Gold fell to its lowest in ten weeks on Tuesday, putting the price on course for its worst monthly performance in 13 months as safe-haven demand evaporated and investors booked further profits on the 2010 rally.
Strong consumer demand, particularly in Asia, continues to provide a floor for the price and a significant decline in speculative holdings of gold futures has taken some of the pressure off.
But investor sentiment toward gold has soured in the last few sessions, as evidenced by the largest one-day outflow in three months from the world's biggest exchange-traded gold fund.
Risk aversion is definitely much lower at the moment than it was a few weeks ago, said Commerzbank analyst Daniel Briesemann.
It is becoming increasingly clear that especially as the debt crisis in the euro zone periphery calms, investors feel less of a need for safety, he said, adding: That's a major reason for letting gold fall as much as it has over the last couple of days.
Spot gold was last at $1,326.90 an ounce by 1227 GMT, down 0.5 percent on the day on course for a 6.5 percent decline in January which would be the biggest monthly fall since a 7-percent drop in December 2009.
U.S. gold futures for February delivery were down 1.3 percent at $1,327.00 an ounce.
EFSF BONDS FLY
Adding to the case against gold for now was strong demand at the euro zone rescue fund's first debt offer, which pushed the euro to two-month highs.
The European Financial Stability Facility (EFSF) launched its first sale of bonds and market sources said demand, at 48 billion euros, dwarfed the 5 billion on offer.
The euro's rise to two-month highs did little to stem the decline in the gold price, which because of its usual inverse link to the U.S. currency, usually profits from dollar weakness.
However, this correlation has eroded over the last week and has reached its most positive in four months, meaning gold is moving more frequently in lockstep with the dollar.
The improved economic data, combined with speculation that the European Central Bank might raise interest rates, pushed the euro to a two-month high.

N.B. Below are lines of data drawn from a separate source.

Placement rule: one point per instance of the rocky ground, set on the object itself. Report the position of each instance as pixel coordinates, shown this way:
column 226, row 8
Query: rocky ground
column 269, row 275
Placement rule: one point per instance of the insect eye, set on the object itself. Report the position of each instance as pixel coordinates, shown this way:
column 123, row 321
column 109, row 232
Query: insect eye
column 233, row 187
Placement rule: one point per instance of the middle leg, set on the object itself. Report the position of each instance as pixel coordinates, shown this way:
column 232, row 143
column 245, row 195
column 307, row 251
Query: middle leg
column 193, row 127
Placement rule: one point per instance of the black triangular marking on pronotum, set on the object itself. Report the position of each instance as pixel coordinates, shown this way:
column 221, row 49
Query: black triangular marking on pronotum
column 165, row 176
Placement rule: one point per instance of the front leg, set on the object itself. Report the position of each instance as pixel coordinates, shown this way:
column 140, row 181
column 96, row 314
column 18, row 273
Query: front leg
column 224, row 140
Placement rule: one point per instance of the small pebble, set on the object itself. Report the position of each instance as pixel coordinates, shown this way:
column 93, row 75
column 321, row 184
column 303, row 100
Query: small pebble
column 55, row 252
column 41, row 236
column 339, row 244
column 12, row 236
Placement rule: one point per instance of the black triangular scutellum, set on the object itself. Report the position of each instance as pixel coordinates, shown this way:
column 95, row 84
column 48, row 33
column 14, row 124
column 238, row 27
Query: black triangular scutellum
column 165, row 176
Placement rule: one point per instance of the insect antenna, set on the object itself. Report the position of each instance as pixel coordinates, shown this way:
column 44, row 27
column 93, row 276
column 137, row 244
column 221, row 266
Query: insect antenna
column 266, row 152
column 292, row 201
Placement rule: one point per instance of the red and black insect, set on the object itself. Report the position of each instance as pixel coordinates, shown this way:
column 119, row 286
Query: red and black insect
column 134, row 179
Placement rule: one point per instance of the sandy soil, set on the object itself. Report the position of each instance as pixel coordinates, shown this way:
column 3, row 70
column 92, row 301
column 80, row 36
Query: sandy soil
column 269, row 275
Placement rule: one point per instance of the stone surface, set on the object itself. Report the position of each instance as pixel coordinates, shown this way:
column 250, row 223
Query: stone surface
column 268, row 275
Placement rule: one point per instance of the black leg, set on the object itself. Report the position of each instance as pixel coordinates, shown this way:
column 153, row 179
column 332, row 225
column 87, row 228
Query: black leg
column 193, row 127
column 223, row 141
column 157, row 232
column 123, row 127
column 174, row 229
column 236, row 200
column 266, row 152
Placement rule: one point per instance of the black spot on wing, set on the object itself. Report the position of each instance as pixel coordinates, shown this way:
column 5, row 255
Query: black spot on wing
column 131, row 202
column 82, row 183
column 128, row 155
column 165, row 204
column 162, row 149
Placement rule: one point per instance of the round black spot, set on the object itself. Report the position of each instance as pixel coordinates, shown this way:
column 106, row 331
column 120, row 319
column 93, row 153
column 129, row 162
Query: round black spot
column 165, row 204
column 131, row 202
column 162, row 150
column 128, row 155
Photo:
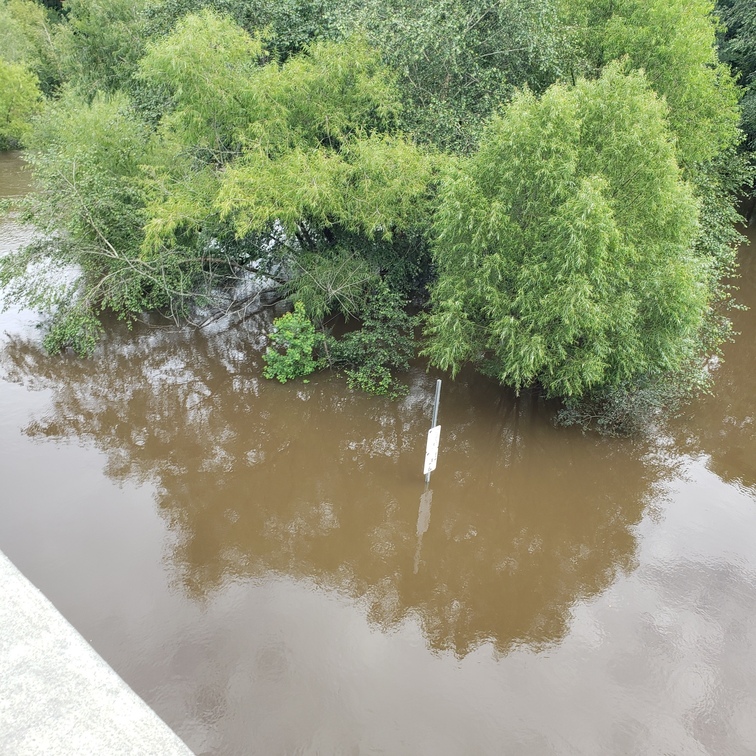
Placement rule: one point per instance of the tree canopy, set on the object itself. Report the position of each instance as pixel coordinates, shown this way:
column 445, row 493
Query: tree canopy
column 552, row 181
column 567, row 261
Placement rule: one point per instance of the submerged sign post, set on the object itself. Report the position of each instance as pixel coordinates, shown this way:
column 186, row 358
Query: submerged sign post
column 434, row 435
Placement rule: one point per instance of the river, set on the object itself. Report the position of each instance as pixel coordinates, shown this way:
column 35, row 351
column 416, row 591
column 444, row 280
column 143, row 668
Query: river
column 262, row 564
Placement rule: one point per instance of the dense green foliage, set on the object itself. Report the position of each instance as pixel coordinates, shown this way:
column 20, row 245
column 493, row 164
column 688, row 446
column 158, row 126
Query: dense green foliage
column 382, row 347
column 553, row 180
column 292, row 343
column 738, row 48
column 568, row 261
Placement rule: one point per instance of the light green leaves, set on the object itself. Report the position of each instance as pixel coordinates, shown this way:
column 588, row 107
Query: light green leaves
column 20, row 99
column 563, row 244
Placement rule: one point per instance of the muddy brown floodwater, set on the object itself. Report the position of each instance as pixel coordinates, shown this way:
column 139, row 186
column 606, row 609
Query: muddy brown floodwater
column 261, row 563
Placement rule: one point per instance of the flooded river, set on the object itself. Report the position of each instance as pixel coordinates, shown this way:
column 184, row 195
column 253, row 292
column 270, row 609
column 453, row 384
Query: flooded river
column 262, row 564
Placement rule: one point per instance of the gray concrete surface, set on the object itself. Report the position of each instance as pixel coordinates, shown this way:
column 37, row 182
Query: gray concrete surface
column 57, row 696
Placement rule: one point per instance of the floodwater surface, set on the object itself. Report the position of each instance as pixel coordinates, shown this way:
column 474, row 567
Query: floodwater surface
column 263, row 564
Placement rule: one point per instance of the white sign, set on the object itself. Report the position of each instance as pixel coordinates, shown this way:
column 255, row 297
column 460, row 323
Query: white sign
column 431, row 450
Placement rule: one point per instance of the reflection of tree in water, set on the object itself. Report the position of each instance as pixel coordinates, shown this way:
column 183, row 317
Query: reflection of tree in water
column 723, row 426
column 318, row 483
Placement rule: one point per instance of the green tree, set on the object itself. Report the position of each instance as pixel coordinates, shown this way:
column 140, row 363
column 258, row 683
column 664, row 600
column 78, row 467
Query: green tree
column 459, row 60
column 737, row 46
column 19, row 100
column 90, row 212
column 26, row 36
column 564, row 245
column 674, row 42
column 100, row 43
column 302, row 160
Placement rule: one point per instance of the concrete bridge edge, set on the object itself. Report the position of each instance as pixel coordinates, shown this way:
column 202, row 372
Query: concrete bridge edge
column 58, row 697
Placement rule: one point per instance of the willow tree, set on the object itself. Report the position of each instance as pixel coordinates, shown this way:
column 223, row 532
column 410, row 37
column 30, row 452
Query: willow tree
column 564, row 245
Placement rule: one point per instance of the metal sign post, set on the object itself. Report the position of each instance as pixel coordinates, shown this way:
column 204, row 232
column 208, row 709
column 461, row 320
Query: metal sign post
column 434, row 435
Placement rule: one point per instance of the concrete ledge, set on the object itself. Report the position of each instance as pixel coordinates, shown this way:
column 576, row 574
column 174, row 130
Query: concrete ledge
column 57, row 695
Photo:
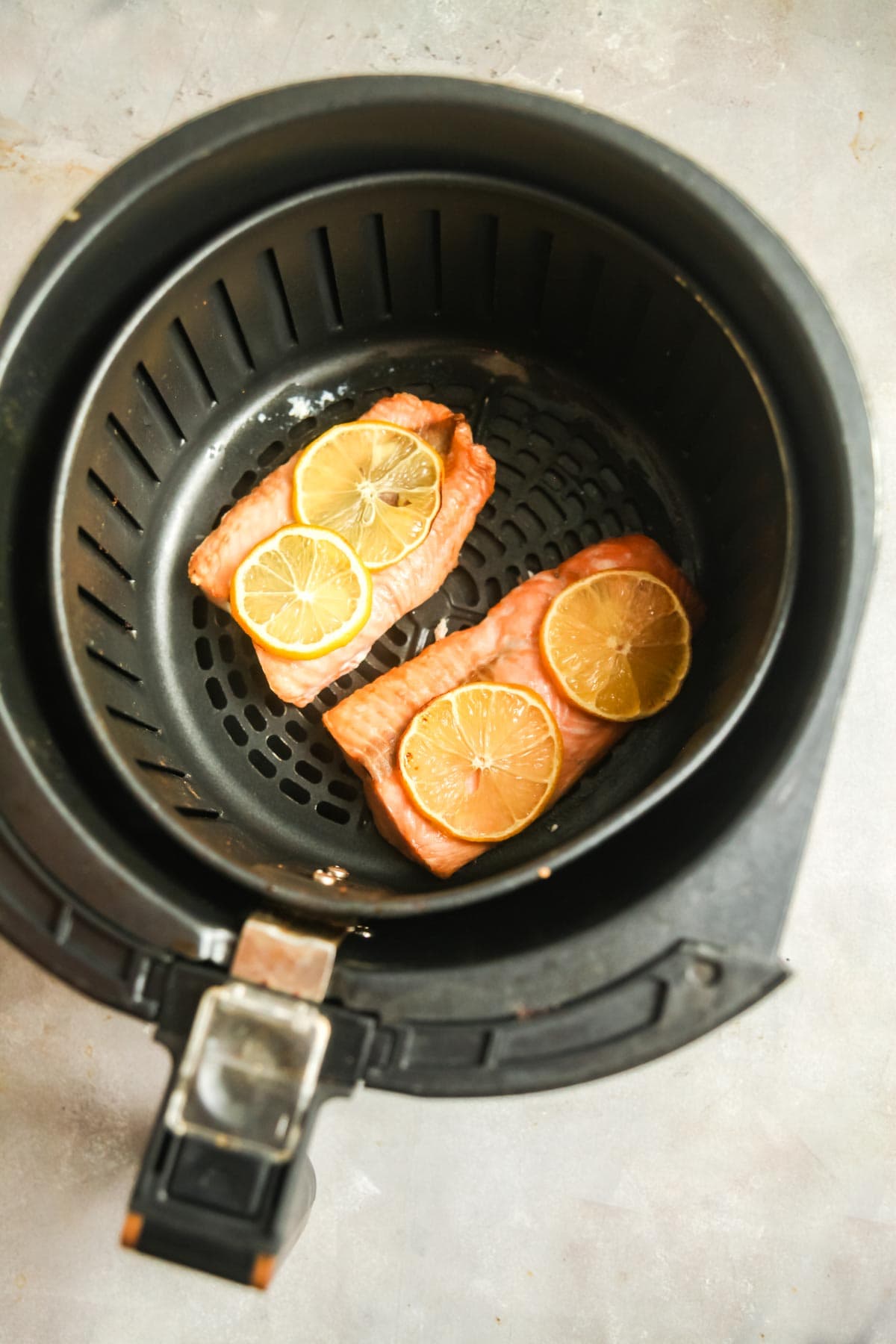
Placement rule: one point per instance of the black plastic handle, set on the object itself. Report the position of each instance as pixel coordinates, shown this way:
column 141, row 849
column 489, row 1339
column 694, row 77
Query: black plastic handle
column 215, row 1209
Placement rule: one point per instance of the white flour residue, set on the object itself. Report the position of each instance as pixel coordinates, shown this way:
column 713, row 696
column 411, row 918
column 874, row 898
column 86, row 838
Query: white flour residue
column 302, row 406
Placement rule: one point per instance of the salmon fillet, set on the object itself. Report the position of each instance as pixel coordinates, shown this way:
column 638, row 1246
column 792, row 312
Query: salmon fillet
column 467, row 484
column 504, row 647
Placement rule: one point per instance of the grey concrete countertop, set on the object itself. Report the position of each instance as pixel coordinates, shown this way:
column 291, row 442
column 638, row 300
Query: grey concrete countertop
column 741, row 1189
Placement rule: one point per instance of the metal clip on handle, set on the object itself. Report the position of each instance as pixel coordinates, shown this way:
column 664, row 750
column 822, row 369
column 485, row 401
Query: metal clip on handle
column 226, row 1184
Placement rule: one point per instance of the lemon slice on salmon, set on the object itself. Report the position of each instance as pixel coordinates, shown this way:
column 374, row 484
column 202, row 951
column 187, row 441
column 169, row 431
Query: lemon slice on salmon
column 301, row 593
column 481, row 761
column 376, row 484
column 617, row 644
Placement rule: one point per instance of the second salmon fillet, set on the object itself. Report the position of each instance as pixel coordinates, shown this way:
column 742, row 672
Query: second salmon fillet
column 504, row 647
column 467, row 484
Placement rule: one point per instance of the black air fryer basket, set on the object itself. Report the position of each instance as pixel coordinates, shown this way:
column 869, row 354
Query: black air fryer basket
column 638, row 354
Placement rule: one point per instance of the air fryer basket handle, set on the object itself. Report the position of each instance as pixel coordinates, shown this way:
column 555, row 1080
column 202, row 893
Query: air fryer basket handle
column 217, row 1207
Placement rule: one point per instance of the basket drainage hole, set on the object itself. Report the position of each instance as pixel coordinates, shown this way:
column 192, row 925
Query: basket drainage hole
column 217, row 692
column 332, row 812
column 255, row 717
column 308, row 772
column 243, row 485
column 200, row 613
column 235, row 732
column 205, row 653
column 262, row 764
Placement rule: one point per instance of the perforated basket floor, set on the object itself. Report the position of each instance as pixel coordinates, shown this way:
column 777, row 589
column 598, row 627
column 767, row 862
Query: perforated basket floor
column 499, row 304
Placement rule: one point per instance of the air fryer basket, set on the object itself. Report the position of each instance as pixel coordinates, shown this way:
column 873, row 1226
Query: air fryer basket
column 613, row 396
column 638, row 351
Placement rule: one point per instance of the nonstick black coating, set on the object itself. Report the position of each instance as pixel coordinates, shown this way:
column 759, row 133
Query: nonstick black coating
column 613, row 399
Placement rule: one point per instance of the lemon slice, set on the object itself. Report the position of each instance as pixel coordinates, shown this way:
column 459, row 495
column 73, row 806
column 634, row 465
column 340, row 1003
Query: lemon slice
column 378, row 485
column 301, row 593
column 617, row 644
column 481, row 761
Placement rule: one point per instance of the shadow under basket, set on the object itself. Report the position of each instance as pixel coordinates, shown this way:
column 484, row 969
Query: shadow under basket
column 615, row 398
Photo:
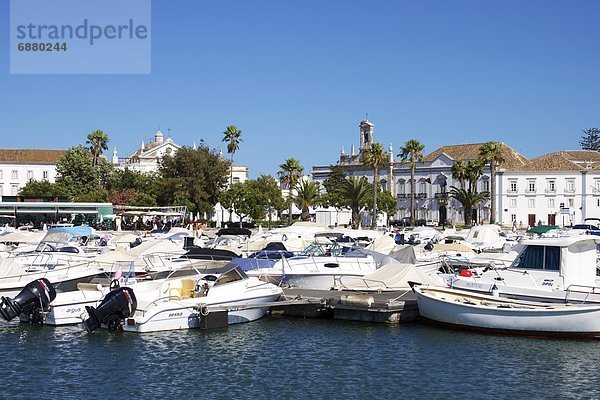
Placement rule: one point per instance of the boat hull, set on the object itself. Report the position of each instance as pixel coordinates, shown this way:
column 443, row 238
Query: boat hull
column 188, row 313
column 487, row 313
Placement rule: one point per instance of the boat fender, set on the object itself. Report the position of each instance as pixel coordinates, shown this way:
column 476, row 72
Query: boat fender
column 466, row 273
column 495, row 291
column 204, row 310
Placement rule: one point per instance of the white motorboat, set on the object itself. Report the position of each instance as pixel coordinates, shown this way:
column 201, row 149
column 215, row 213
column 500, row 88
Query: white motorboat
column 547, row 269
column 70, row 307
column 317, row 267
column 466, row 309
column 182, row 303
column 13, row 276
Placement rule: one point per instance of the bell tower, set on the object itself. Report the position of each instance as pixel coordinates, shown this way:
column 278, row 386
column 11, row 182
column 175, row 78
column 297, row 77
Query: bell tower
column 366, row 134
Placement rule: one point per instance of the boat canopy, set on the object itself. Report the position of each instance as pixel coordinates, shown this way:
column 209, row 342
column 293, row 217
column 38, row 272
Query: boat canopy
column 574, row 257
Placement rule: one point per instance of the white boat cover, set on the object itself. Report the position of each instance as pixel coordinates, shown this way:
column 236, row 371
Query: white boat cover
column 23, row 237
column 125, row 238
column 156, row 246
column 383, row 244
column 117, row 255
column 10, row 268
column 393, row 276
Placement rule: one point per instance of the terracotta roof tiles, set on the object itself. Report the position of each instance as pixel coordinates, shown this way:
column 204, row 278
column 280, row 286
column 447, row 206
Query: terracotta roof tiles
column 30, row 156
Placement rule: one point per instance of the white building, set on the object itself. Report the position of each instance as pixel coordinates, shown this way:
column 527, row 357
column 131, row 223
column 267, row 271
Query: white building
column 19, row 166
column 147, row 157
column 433, row 178
column 561, row 188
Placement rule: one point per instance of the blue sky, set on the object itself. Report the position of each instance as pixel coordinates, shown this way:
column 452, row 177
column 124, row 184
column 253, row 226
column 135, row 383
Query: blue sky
column 297, row 77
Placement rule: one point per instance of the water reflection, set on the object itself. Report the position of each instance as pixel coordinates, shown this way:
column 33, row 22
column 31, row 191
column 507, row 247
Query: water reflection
column 294, row 358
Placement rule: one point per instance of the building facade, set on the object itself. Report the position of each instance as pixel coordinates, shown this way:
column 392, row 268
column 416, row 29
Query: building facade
column 19, row 166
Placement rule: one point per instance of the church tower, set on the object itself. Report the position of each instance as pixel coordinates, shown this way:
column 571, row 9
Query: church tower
column 366, row 134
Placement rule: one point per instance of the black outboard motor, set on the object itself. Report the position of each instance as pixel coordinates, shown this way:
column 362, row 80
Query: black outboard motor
column 33, row 300
column 117, row 305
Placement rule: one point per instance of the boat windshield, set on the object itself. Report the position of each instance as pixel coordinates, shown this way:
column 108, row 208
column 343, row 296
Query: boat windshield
column 235, row 274
column 539, row 257
column 331, row 250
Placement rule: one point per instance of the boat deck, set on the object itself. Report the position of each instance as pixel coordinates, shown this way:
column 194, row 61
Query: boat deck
column 387, row 307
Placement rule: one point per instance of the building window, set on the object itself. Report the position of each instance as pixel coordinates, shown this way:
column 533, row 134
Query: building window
column 401, row 187
column 383, row 184
column 570, row 186
column 422, row 187
column 485, row 185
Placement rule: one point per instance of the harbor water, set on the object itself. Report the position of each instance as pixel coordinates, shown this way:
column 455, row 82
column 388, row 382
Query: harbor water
column 289, row 358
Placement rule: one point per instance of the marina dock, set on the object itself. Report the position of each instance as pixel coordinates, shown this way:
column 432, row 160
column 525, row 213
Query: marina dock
column 387, row 307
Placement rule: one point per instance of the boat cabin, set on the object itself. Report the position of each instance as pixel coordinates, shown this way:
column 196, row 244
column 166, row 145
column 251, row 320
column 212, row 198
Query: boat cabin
column 573, row 258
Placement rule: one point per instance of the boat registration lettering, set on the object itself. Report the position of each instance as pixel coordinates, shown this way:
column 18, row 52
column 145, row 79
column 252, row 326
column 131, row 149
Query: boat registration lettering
column 474, row 285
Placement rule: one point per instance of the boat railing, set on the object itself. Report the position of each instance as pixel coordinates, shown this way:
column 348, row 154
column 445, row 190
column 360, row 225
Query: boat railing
column 587, row 290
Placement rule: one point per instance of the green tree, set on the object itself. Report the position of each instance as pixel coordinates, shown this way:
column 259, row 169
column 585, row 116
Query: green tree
column 412, row 153
column 290, row 173
column 590, row 140
column 375, row 158
column 492, row 153
column 459, row 172
column 474, row 171
column 97, row 142
column 468, row 198
column 271, row 199
column 197, row 176
column 232, row 137
column 307, row 196
column 356, row 192
column 387, row 203
column 76, row 173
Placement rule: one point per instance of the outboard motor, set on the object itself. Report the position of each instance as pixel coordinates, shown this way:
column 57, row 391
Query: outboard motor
column 33, row 300
column 117, row 305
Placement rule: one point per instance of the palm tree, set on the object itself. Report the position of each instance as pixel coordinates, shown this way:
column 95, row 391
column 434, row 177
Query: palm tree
column 307, row 195
column 356, row 192
column 473, row 172
column 459, row 172
column 492, row 153
column 375, row 158
column 289, row 173
column 98, row 142
column 232, row 137
column 412, row 153
column 469, row 198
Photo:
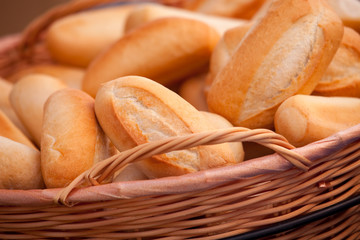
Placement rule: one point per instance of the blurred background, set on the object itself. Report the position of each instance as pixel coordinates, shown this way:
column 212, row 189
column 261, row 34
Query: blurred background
column 15, row 15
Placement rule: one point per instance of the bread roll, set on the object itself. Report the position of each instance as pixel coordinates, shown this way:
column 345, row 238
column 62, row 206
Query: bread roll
column 71, row 76
column 165, row 50
column 192, row 90
column 72, row 141
column 19, row 166
column 148, row 12
column 342, row 77
column 284, row 53
column 220, row 122
column 244, row 9
column 28, row 97
column 5, row 105
column 304, row 119
column 78, row 38
column 135, row 110
column 9, row 130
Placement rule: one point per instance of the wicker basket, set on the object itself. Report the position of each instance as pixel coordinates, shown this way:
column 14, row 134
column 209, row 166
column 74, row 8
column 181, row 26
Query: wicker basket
column 252, row 196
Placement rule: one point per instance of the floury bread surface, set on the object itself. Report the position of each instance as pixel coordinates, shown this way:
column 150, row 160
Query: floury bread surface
column 134, row 110
column 165, row 50
column 284, row 53
column 72, row 141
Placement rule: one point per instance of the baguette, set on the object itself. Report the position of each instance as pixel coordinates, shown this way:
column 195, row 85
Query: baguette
column 285, row 53
column 342, row 77
column 72, row 141
column 19, row 166
column 303, row 119
column 184, row 45
column 78, row 38
column 28, row 97
column 134, row 110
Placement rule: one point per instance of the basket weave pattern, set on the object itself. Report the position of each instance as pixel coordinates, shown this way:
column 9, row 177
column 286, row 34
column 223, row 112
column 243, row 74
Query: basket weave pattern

The single currency held near the peak on Tuesday.
The gold market is a bit negative for the time being, said Ronald Leung, a physical trader at Lee Cheong Gold Dealers, adding that talk of further tightening from China before the Lunar New Year holiday also adds to the bearish sentiment.
But on the physical side, people are still buying. There doesn't seem to enough supply in the physical market.
India's central bank raised key interest rates on Tuesday in a bid to clamp down on resurgent inflation and warned that higher food prices could become entrenched if steps to boost output are not taken.
Even with price pressures building up in the emerging world, investors are shifting out of gold right now.
Holdings in the SPDR Gold Trust, the world's largest gold-backed exchange-traded fund, fell 10.926 tonnes, its biggest one-day decline since early October, to 1,260.843 tonnes by Jan 24.
Spot silver fell to $26.76 an ounce, down 0.6 percent, having earlier fallen to $26.55, its lowest in nearly two months.
ETF flows have also been an undermining factor for silver. Holdings of metal in the iShares Silver Trust, the world's largest silver ETF, have fallen by 425.3 so far this month, worth about $364 million at today's silver prices.
ETF Securities' London-listed silver product has seen an outflow of well over 500,000 ounces in less than week. (PHPT.L)
The platinum group metals were not immune to the flurry of profit-taking that dented gold and silver.
Platinum fell for a second day, declining by 1.3 percent to $1,788.49 an ounce, while palladium dropped 2.6 percent to $788.22, set for its biggest fall in six weeks.